Je suis né à Druyes-les-Belles-Fontaines, département de l’Yonne, en 1776, le 16 août, d’un père qui pouvait élever ses enfants avec de la fortune.
Mon père a eu trois femmes : sa première lui a laissé deux filles ; il s’est remarié une seconde fois. De cette seconde, il lui est resté quatre enfants : une fille et trois garçons. Le plus jeune avait six ans, ma sœur sept ans. Moi, le cadet, huit ans, mon frère l’aîné, neuf ans. Nous eûmes le malheur de perdre cette mère chérie. Mon père se remarie une troisième fois, donc ; il épousa sa servante qui lui donna sept enfants.
Je ferai le portrait de mon père, le premier braconnier de France : aimable, sobre, n’aimant que la chasse, la pêche et les procès, passant sa vie à la chasse, à la pêche. Enfin, c’était le coq de toutes les filles et femmes de toutes les classes.
De ses trois femmes il lui a été reconnu vingt-huit garçons et quatre filles, ci trente-deux. Je crois que c’est suffisant. Je suis de la seconde femme. La troisième était notre servante. Elle avait dix-huit ans, on l’appelait la belle, aussi au bout de quinze jours elle se trouvait enceinte et, par conséquent, maîtresse de la maison, et vous pensez bien que cette marâtre a pris toute l’autorité de la maison.
Voyez ces pauvres petits orphelins battus nuit et jour ! Elle nous serrait le cou pour nous donner de la mine. Aussi nous avions découvert des pois ronds dans un sac : tout fut mis au pillage. Oui, les coups de bâton ne se faisaient pas attendre. Cette vie durait depuis deux mois lorsque mon père l’épousa : ce fut bien le reste !
Tous les jours, le père revenait de la chasse. « Ma mie, disait-il, et les enfants ? – Ils sont couchés », répondait la marâtre ; et tous les jours la même chose... Jamais nous ne voyions notre père. Elle prenait toutes ses mesures pour éviter que nous pussions nous plaindre. Cependant, sa vigilance fut bien déçue lorsqu’un matin, moi et mon frère, nous trouvant en présence de mon père, les larmes sur nos figures :
« Qu’avez-vous ? nous demanda notre père.
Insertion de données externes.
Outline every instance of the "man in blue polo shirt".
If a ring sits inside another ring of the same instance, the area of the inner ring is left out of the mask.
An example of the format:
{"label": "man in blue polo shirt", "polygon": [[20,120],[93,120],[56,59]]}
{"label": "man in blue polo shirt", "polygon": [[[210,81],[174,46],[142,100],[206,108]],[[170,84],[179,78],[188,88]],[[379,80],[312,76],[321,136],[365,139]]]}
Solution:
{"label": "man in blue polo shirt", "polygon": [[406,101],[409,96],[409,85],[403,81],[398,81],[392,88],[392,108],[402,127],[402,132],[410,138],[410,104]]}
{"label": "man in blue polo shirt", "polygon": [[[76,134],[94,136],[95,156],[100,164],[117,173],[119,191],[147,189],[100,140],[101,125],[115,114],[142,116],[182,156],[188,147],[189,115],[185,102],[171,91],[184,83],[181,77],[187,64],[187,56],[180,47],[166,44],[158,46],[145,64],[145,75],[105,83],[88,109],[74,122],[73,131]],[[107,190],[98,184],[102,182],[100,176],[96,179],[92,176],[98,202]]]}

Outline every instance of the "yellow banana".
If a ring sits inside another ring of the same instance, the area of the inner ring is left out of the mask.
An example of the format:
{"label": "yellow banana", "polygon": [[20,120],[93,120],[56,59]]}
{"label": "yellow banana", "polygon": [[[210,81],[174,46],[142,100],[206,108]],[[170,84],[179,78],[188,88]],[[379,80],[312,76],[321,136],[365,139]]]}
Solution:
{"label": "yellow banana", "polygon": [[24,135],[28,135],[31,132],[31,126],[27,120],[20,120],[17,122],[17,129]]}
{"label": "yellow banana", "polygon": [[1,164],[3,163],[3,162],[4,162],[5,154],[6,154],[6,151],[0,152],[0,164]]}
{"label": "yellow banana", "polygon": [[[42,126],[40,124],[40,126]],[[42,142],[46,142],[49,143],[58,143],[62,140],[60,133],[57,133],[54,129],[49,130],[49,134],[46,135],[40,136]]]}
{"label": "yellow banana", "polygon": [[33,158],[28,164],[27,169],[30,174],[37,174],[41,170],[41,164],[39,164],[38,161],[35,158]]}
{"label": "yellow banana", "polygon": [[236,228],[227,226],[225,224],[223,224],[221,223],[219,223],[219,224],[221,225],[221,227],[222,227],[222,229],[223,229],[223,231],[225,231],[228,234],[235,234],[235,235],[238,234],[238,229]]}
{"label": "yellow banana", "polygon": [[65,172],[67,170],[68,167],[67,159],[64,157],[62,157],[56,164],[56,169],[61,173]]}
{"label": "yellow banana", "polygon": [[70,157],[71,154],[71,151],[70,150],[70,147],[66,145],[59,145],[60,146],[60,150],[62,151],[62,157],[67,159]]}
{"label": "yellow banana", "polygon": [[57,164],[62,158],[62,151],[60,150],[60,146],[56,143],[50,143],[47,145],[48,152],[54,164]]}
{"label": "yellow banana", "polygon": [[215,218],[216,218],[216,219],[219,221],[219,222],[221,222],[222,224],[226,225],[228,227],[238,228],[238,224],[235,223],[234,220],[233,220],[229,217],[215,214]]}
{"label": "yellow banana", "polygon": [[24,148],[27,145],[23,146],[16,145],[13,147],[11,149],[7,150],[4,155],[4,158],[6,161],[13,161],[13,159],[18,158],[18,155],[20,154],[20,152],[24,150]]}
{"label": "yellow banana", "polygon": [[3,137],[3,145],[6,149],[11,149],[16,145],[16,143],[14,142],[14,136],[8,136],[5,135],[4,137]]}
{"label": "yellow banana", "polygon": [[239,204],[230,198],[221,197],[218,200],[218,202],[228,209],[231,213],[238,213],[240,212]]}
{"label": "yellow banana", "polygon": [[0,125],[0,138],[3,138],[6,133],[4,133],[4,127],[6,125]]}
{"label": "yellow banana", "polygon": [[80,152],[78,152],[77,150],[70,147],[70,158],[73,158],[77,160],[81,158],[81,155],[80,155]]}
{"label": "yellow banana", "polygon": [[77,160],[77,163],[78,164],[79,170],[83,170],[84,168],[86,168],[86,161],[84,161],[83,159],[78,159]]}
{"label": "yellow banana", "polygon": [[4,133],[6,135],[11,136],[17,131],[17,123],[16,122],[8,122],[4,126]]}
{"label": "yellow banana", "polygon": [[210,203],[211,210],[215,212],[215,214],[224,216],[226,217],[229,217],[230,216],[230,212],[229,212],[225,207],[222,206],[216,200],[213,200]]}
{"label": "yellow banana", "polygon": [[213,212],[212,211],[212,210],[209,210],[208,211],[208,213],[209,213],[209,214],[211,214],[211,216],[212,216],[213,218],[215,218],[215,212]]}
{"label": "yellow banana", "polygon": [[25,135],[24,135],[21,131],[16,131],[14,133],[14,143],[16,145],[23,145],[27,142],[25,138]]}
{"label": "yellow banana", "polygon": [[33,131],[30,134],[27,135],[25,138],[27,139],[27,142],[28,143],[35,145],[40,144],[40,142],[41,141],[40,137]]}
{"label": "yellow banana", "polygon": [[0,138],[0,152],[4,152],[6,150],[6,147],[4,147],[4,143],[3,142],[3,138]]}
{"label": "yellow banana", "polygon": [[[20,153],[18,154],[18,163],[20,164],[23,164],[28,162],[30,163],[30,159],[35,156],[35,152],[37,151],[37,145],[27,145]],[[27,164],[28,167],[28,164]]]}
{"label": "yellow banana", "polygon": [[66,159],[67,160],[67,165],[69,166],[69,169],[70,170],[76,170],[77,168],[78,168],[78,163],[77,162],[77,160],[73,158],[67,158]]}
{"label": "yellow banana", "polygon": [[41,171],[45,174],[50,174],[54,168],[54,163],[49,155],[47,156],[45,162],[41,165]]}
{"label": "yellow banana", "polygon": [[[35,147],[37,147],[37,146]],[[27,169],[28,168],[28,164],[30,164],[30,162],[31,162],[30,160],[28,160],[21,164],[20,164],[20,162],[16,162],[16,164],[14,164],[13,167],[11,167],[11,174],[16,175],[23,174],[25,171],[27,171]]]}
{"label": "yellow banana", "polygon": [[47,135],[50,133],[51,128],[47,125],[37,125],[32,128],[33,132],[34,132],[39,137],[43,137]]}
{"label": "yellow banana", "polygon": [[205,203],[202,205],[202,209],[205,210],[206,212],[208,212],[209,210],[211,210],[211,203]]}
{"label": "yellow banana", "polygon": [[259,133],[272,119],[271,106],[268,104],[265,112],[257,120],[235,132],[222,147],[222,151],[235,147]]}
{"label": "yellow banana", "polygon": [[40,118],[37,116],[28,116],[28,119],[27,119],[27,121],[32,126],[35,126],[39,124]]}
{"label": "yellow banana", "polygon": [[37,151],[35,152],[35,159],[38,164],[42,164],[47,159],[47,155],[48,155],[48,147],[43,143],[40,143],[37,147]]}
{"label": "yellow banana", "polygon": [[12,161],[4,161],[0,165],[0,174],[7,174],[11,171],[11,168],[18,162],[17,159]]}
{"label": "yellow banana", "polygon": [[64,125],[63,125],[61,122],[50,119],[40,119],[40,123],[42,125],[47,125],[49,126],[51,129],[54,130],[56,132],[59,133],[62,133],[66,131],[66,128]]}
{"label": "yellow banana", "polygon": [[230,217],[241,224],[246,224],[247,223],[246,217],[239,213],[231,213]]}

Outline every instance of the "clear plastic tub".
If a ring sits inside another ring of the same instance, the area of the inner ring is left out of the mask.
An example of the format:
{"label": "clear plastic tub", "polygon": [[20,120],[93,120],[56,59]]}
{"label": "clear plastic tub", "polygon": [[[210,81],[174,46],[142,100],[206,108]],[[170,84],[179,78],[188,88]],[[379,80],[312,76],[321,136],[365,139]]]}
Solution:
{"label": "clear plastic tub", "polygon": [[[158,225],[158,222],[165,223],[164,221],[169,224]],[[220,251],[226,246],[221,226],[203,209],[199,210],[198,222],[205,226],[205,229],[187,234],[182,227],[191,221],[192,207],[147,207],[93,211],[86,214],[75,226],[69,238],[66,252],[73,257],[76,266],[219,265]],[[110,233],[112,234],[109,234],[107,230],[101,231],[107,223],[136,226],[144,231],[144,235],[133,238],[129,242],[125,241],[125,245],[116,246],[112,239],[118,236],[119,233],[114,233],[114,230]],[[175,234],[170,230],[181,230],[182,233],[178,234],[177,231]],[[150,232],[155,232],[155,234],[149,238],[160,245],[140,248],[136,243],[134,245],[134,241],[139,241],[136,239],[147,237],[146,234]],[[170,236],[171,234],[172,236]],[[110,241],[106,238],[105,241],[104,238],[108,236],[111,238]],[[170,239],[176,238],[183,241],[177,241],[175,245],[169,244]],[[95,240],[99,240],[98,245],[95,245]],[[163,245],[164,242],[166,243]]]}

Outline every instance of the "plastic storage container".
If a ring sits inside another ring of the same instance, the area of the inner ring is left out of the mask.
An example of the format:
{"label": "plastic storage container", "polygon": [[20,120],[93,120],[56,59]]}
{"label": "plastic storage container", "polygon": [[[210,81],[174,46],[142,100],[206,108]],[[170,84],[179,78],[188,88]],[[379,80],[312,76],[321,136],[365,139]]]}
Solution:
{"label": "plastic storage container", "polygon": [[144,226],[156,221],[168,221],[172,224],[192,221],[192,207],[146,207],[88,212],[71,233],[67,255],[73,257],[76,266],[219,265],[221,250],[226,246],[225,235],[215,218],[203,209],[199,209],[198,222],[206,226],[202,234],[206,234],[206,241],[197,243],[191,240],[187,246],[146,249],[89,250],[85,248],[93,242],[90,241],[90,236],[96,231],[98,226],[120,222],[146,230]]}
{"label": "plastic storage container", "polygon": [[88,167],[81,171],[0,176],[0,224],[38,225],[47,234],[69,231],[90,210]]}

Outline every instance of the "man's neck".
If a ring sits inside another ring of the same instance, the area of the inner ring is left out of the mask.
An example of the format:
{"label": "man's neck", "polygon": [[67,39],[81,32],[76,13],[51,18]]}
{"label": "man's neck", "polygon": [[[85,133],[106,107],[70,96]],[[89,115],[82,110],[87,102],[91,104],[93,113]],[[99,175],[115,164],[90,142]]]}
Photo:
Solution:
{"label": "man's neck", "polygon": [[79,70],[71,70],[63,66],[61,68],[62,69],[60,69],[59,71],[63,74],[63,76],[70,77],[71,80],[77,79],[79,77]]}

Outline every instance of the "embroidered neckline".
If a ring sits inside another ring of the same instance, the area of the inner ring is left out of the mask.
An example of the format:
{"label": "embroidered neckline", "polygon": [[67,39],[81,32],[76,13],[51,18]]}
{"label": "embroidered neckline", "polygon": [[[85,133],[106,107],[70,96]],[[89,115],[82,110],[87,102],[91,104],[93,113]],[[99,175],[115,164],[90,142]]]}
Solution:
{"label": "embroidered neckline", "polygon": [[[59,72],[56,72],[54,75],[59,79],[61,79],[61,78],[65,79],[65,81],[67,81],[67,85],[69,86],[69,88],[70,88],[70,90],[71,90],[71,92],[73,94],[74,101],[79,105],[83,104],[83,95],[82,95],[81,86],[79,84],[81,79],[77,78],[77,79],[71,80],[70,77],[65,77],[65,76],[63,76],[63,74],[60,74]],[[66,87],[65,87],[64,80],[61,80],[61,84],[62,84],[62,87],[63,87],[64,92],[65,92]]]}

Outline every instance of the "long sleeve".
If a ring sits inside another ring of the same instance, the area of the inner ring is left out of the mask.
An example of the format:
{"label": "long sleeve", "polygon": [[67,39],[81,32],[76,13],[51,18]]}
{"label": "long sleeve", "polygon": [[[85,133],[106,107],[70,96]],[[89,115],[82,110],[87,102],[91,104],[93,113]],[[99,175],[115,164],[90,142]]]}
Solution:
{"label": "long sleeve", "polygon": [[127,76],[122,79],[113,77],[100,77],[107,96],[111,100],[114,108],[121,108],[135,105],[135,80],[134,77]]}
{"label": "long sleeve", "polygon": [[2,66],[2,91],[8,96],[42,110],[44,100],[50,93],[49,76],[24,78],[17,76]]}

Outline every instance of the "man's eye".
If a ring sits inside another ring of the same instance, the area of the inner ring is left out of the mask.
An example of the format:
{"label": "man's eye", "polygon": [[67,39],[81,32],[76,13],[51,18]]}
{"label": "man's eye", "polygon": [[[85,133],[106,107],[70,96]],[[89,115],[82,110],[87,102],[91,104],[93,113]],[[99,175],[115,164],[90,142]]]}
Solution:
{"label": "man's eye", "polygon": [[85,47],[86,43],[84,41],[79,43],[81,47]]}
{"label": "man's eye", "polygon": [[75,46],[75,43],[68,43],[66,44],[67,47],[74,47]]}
– Nous mourons de faim, elle nous bat tous les jours.
– Allons, rentrez, je vais voir cela. »
Mais cette dénonciation fut terrible. Les coups de bâton
ne se faisaient pas attendre et le pain était retranché. Enfin, ne pouvant plus tenir, mon frère l’aîné me prit par la main et me dit : « Si tu veux, nous partirons. Prenons chacun une chemise et nous ne dirons adieu à personne. »
De bon matin en route, nous arrivâmes à Étais, à une lieue de nos pénates. C’était le jour d’une foire. Mon frère met un bouquet de chêne sur mon petit chapeau, et voilà qu’il me loue pour garder les moutons. Enfin, je gagnais vingt-quatre francs et une paire de sabots. Voilà le premier jour de peine.
J’arrive dans ce village qui se nomme Charmoy, village qui est entouré de bois. C’est moi qui servais de chien à la bergère. « Passe par là ! », me dit cette fille, et, comme je longeais le bois en détournant mes chèvres, il en sort un gros loup qui refoule mes moutons et se charge d’un des plus beaux du troupeau. Et moi qui ne connaissais pas cette bête, et la bergère qui se lamentait et qui me disait de courir ! Enfin, j’arrive au lieu de la scène. Le loup ne pouvait pas mettre le mouton sur son dos ; j’ai le temps d’arriver et de prendre le mouton par les pattes de derrière ; et le loup de tirer de son côté et moi du mien. Mais la Providence est à mon secours : deux énormes chiens arrivent ; ils avaient des colliers de fer et tombent comme la foudre. En un moment le loup est étran- glé. Jugez de ma joie d’avoir mon mouton et ce monstre qui gisait sur le carreau !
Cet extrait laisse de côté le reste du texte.